Abstract

In the west we are accustomed to walking on bog, we therefore learn to tread light, seeing around us, but just out of reach, the contours of a more solid landscape. We have sequence and relative chronology, but if we tread too heavily, feeling for the subsoil of absolute dates and historical nomenclature, we are apt to flounder, if not to sink. Nevertheless in some places the bog has shrunk exposing solid, rock-like dates, dates that belong to a subsoil of history in a continent already mapped. As such we are concerned with the discovery of those false stepping-stones that lie deceptively on the surface of the bog.

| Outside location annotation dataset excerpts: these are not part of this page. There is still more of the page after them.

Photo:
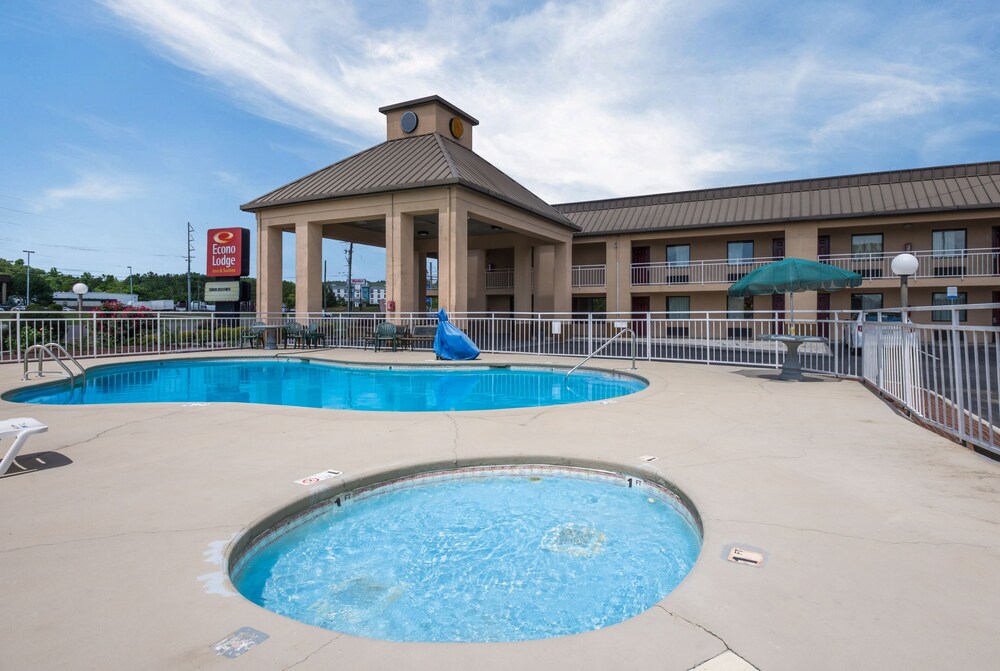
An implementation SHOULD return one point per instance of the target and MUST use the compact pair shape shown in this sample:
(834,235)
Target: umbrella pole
(791,305)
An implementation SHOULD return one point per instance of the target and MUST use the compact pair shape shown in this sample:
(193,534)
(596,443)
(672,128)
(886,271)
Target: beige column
(545,258)
(801,242)
(522,277)
(562,271)
(308,268)
(399,262)
(618,274)
(477,280)
(269,269)
(453,250)
(420,280)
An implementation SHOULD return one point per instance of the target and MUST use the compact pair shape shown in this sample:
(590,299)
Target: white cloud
(577,99)
(92,186)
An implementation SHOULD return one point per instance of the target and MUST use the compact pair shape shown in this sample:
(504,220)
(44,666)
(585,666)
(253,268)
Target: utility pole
(190,249)
(350,286)
(27,283)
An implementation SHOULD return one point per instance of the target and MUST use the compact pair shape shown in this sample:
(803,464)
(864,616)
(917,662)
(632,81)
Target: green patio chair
(384,334)
(313,336)
(253,335)
(293,333)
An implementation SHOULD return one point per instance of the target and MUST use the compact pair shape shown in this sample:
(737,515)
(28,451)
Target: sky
(121,121)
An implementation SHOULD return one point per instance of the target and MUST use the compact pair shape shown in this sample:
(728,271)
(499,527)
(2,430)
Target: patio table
(791,368)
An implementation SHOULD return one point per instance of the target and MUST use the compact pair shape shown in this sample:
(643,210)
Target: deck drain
(239,642)
(318,477)
(749,557)
(727,661)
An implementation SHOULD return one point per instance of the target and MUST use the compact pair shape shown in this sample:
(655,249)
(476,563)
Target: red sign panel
(228,252)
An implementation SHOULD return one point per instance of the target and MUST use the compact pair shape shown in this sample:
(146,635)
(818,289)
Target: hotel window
(869,244)
(678,307)
(865,302)
(940,298)
(678,256)
(739,307)
(740,252)
(948,243)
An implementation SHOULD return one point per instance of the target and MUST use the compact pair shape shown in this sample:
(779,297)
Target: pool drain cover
(573,539)
(239,642)
(750,558)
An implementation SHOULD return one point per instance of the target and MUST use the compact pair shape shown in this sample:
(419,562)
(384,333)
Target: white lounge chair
(20,429)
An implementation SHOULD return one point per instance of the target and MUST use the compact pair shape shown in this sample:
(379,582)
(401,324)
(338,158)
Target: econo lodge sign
(228,252)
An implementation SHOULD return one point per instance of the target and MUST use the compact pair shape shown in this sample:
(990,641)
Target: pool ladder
(609,341)
(48,348)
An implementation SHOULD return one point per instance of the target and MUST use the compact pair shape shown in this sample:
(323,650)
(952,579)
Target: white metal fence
(947,376)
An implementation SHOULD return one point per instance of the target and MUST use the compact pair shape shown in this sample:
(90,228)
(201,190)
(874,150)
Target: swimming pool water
(505,557)
(316,384)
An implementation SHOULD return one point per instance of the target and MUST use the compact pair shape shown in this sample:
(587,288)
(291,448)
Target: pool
(495,553)
(317,384)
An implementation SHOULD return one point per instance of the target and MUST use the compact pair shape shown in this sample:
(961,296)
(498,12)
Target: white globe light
(904,265)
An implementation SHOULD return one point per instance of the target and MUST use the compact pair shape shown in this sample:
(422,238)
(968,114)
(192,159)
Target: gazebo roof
(409,163)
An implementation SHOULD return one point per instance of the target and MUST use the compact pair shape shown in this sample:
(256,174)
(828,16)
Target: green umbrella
(791,275)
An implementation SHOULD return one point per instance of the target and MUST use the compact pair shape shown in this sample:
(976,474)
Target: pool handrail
(608,342)
(47,349)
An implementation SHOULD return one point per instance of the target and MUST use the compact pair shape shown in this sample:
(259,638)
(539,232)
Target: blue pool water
(316,384)
(500,557)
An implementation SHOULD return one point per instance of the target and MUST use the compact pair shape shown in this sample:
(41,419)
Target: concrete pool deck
(881,539)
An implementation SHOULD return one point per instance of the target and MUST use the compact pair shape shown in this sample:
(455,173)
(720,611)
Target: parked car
(852,338)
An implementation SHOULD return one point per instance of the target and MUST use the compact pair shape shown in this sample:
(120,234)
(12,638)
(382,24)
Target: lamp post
(904,265)
(79,289)
(27,279)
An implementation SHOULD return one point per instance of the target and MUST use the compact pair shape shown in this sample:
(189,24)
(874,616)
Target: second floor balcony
(932,264)
(714,271)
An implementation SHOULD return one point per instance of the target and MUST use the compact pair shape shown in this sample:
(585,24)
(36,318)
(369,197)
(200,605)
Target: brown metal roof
(409,163)
(429,99)
(954,187)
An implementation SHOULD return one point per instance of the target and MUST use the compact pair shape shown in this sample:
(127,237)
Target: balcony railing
(500,278)
(716,271)
(583,276)
(588,276)
(931,263)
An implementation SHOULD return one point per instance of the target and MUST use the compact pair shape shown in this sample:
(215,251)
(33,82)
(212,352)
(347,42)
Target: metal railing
(947,376)
(931,263)
(500,278)
(623,332)
(589,276)
(48,348)
(714,271)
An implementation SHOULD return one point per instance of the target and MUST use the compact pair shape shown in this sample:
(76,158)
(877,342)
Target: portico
(421,194)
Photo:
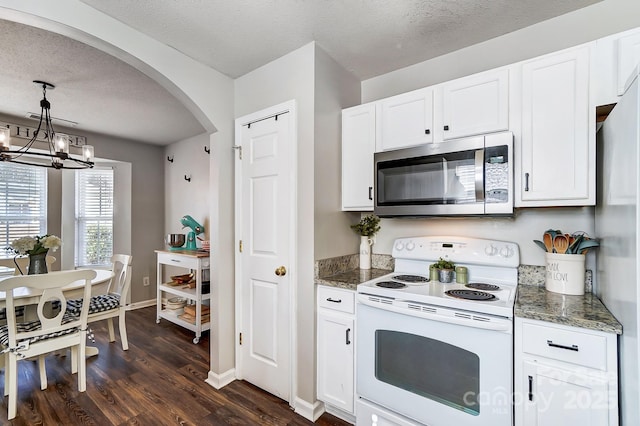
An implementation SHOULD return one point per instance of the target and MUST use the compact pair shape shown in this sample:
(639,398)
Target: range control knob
(490,250)
(506,251)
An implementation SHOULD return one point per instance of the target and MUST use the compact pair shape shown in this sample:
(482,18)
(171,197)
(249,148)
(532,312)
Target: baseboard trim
(221,380)
(143,304)
(307,410)
(347,417)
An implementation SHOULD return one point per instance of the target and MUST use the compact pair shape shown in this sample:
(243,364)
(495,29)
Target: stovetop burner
(483,286)
(471,295)
(390,284)
(411,278)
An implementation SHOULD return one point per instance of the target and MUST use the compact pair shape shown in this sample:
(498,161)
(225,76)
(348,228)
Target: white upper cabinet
(473,105)
(616,57)
(557,147)
(405,120)
(358,145)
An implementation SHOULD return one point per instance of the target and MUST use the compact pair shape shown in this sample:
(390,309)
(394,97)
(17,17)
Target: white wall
(335,89)
(587,24)
(184,197)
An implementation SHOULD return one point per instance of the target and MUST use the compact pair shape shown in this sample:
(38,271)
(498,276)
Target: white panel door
(558,132)
(266,199)
(405,120)
(473,105)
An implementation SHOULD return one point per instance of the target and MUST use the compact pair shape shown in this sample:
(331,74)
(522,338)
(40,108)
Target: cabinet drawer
(183,261)
(565,345)
(336,299)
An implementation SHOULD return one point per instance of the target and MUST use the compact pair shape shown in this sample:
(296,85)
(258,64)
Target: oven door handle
(504,325)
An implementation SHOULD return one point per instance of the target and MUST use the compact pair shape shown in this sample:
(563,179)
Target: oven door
(439,373)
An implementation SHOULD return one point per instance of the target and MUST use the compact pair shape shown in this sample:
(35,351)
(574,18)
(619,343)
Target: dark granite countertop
(585,311)
(350,279)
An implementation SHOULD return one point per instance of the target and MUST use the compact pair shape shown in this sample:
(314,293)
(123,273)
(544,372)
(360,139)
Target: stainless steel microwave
(472,176)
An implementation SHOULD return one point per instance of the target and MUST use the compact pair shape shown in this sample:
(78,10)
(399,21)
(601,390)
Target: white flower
(36,245)
(23,245)
(51,242)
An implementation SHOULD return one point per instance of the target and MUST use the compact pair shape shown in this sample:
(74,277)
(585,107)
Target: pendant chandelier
(58,156)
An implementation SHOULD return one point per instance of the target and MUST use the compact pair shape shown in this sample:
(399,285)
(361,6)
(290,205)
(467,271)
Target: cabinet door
(628,58)
(555,396)
(405,120)
(557,155)
(335,360)
(475,105)
(358,144)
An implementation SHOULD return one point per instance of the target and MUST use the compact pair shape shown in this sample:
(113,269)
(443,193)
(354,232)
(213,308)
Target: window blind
(23,203)
(94,217)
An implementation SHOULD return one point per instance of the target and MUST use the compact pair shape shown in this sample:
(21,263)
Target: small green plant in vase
(366,228)
(445,270)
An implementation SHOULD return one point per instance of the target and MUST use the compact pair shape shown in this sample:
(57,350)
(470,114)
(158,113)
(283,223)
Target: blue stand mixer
(196,229)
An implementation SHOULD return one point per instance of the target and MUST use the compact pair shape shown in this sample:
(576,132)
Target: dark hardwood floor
(158,381)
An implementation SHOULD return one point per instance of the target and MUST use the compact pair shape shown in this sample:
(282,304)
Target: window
(94,217)
(23,203)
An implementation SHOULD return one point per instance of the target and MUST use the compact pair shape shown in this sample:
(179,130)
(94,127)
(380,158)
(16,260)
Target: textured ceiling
(368,37)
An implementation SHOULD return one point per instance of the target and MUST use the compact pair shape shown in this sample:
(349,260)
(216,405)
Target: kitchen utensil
(175,241)
(548,242)
(560,243)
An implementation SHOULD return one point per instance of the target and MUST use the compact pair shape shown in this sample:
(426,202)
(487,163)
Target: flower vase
(37,264)
(365,252)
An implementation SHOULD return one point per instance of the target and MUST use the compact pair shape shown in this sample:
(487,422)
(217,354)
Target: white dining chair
(114,302)
(20,340)
(20,266)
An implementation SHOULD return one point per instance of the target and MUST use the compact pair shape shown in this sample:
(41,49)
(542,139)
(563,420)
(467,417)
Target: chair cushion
(100,303)
(19,312)
(35,325)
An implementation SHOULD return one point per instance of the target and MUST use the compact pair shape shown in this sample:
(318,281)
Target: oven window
(436,370)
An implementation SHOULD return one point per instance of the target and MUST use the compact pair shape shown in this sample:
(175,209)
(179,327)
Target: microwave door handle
(479,169)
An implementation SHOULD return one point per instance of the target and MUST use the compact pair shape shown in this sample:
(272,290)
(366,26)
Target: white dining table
(25,296)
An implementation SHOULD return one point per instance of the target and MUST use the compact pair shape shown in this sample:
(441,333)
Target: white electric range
(438,353)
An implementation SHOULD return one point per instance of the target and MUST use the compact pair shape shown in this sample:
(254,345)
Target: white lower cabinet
(336,333)
(564,375)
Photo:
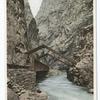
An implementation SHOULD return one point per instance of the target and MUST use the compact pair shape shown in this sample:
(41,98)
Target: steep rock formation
(67,27)
(21,31)
(17,28)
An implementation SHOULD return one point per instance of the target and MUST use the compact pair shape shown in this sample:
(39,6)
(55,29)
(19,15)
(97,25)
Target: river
(60,88)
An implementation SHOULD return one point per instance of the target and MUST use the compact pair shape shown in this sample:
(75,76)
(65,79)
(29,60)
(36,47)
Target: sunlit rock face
(67,27)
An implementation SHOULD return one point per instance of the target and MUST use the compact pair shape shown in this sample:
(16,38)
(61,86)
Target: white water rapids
(60,88)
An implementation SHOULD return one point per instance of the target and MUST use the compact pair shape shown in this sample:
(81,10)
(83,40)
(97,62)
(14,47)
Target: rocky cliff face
(67,27)
(21,29)
(18,25)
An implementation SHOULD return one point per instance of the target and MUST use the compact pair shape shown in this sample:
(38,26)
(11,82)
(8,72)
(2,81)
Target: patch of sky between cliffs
(35,6)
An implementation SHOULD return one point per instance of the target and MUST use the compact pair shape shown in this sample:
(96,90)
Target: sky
(35,5)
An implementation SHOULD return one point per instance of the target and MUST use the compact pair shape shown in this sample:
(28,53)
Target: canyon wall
(67,27)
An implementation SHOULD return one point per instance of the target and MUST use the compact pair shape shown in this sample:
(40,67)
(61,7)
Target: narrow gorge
(50,55)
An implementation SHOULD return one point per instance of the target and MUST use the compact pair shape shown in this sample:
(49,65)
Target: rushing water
(60,88)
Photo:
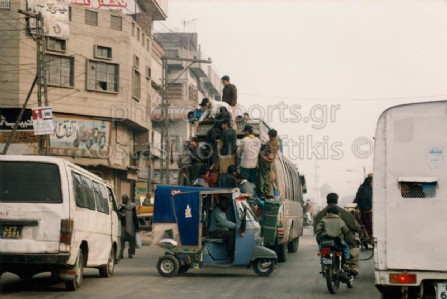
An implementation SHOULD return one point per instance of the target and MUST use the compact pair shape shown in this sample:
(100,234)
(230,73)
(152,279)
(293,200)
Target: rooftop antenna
(189,22)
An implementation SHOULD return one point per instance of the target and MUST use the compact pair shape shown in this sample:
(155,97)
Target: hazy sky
(321,72)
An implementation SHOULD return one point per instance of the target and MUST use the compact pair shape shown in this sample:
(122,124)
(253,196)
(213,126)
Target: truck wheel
(263,267)
(107,270)
(293,245)
(183,269)
(282,253)
(168,266)
(391,293)
(25,276)
(75,283)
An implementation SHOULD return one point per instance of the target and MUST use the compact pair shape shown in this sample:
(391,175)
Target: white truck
(410,201)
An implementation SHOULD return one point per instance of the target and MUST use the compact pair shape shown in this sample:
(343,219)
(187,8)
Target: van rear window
(30,182)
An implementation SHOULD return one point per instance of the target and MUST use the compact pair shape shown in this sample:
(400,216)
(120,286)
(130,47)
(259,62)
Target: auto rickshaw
(181,219)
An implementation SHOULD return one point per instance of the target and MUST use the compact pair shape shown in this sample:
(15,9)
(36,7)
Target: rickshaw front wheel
(167,266)
(263,266)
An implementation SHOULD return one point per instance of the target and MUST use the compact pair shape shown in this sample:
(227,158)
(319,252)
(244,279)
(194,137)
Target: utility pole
(42,90)
(41,74)
(165,156)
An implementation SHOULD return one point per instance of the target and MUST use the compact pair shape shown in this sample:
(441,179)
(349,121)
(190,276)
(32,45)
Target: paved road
(138,278)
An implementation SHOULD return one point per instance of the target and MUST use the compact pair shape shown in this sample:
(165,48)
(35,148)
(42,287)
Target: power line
(356,99)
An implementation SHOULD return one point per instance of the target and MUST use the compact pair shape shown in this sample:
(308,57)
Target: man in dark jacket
(351,223)
(228,138)
(229,96)
(129,225)
(228,180)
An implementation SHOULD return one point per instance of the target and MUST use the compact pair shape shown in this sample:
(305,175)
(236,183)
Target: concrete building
(187,85)
(103,78)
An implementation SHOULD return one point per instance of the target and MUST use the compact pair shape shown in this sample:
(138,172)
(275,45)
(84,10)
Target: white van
(410,201)
(57,217)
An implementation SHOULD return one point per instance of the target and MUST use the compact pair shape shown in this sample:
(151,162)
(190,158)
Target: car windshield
(30,182)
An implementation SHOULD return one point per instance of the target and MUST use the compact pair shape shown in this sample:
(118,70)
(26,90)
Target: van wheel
(75,283)
(25,276)
(293,245)
(168,266)
(282,253)
(107,270)
(263,267)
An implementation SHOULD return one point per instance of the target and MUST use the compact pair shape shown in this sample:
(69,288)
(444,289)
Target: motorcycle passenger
(333,227)
(221,227)
(351,223)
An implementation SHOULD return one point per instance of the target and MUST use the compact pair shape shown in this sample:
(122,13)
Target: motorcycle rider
(351,223)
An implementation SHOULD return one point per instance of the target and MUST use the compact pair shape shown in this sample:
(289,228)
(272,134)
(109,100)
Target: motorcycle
(333,267)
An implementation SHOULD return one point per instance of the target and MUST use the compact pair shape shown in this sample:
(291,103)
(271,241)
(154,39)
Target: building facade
(103,78)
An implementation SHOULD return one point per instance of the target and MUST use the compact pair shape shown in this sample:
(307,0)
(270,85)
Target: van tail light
(325,251)
(403,278)
(67,226)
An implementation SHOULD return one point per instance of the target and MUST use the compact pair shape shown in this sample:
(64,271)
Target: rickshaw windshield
(240,206)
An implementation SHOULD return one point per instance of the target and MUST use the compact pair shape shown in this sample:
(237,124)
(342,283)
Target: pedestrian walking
(229,96)
(248,152)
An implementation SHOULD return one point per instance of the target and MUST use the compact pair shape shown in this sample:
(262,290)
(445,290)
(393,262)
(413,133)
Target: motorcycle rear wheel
(332,280)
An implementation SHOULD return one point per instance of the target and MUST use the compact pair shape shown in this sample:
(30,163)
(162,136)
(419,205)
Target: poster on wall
(55,17)
(126,6)
(42,120)
(8,117)
(86,136)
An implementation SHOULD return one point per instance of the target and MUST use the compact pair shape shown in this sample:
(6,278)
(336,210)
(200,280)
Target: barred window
(103,52)
(55,44)
(136,82)
(91,18)
(102,76)
(116,23)
(60,70)
(418,189)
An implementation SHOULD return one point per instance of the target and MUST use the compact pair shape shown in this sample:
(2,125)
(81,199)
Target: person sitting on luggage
(228,180)
(333,227)
(220,226)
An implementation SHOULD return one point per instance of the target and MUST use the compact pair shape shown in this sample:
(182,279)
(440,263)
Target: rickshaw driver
(221,227)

In the disclosure of the true rocks and exposure of the false, Gordon Childe has led us for long.One may preach on almost any subject from a text in The Dawn of European Civilization: I am however more concerned at present with the paper written in 1948 for these Proceedings in which Childe reviewed the beginnings of the Late Bronze Age north of the Alps, and the nature of the connexions between temperate Europe and the Near East at that particular moment, and especially as shown by a number of bronze ornaments, implements and weapons. More interesting still was the suggestion of a possible link between the exploitation of metal in the eastern Alps and the last phase of prosperity of the Minoan-Mycenaean world just before its collapse with the repercussions of that collapse.